I ran into this issue recently and was pretty unfamiliar with SELinux so it was a bit of a learning curve for me. Unlike DAC the standard posix mode permissions you're used to using to set ownership and file read,write,execute permissions, SELinux is a lot more granular with it's permissions. It will in certain cases deny specific operations such as connecting to the internet over TCP/443, allow writing to /foo & /bar, but nowhere else etc. depending on the caller (application). I liken this to MS Active Directory group policies.
To view a files (MAC) mandatory access control permissions ls -Z
or users id -Z
with output in the user:role:type:level
format.
In my case on Centos7 I had a script called in a logrotate.d conf file with a prerotate script that would upload a logfile before it was rotated. I was having several denials (logged to /var/log/audit/audit.log
). I learned you can use a few tools to generate specific policy package to install. I am creating .rpm packages for our code, so I added all the steps below to the .spec file to generate & install a policy package during time of install.
What you'll need: policycoreutils-python, checkpolicy (might already be installed)
From what I understand if you plan on distributing this security policy the idea is you want to only ship the *.te file and generate the policy onsite so if the definitions that policy relies on get updated, they will be inherited at time of install.
watch "tail /var/log/audit/audit.log | grep 'denied'"

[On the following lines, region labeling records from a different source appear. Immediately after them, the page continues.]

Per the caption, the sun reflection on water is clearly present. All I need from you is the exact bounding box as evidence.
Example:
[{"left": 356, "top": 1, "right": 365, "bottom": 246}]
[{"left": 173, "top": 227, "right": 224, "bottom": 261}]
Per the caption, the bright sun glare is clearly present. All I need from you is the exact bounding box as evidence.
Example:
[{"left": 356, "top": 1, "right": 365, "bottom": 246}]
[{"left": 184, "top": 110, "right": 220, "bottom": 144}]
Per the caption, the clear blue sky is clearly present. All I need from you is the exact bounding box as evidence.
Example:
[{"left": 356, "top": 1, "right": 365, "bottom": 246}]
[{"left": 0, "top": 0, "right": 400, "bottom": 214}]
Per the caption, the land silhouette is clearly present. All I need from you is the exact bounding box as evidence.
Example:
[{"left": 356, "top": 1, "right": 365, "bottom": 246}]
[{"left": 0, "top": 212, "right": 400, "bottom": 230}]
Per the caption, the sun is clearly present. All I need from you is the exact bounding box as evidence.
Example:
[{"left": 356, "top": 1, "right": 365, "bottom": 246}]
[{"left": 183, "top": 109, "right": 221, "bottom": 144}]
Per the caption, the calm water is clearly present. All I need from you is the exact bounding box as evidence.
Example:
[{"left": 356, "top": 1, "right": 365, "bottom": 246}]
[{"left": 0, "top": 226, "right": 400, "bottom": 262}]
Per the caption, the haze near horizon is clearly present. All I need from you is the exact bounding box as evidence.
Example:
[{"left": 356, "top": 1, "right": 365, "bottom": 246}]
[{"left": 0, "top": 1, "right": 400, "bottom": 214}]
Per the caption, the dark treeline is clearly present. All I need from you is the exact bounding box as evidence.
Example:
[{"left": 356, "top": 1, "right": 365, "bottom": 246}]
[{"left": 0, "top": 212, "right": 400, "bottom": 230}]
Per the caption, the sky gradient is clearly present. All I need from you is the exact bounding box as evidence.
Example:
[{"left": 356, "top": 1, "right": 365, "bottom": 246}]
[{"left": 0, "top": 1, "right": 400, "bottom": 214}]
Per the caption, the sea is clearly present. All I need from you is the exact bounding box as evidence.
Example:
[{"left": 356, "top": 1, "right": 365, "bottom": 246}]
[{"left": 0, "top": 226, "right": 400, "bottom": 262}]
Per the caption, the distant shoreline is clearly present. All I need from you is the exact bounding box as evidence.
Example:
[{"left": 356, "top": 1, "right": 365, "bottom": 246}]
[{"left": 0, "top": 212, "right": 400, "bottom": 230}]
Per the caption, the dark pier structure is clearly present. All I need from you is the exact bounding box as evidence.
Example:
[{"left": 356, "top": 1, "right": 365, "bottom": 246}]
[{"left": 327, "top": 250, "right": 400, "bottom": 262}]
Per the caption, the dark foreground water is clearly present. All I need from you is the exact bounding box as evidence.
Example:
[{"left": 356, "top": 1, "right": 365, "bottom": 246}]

grep 1561055176.928:11371 /var/log/audit/audit.log|audit2allow -m myapp > myapp.te
cat /var/log/audit/audit.log | grep logrotate | audit2allow -m myapp > myapp.te
cat /var/log/audit/audit.log | grep logrotate | audit2why
WARNING During this step I found audit2why reporting my script would work if I ran setsebool -P nis_enabled 1
. While that sounds fine and dandy you should always lookup what the security implications are of running those commands. Setting this may broaden your attack surface, so user beware.
checkmodule -M -m -o myapp.mod myapp.te
semodule_package -o myapp.pp -m myapp.mod
semodule -i myapp.pp
I had to do these steps several times until I had accumulated all the tiny permissions my code needed to operate.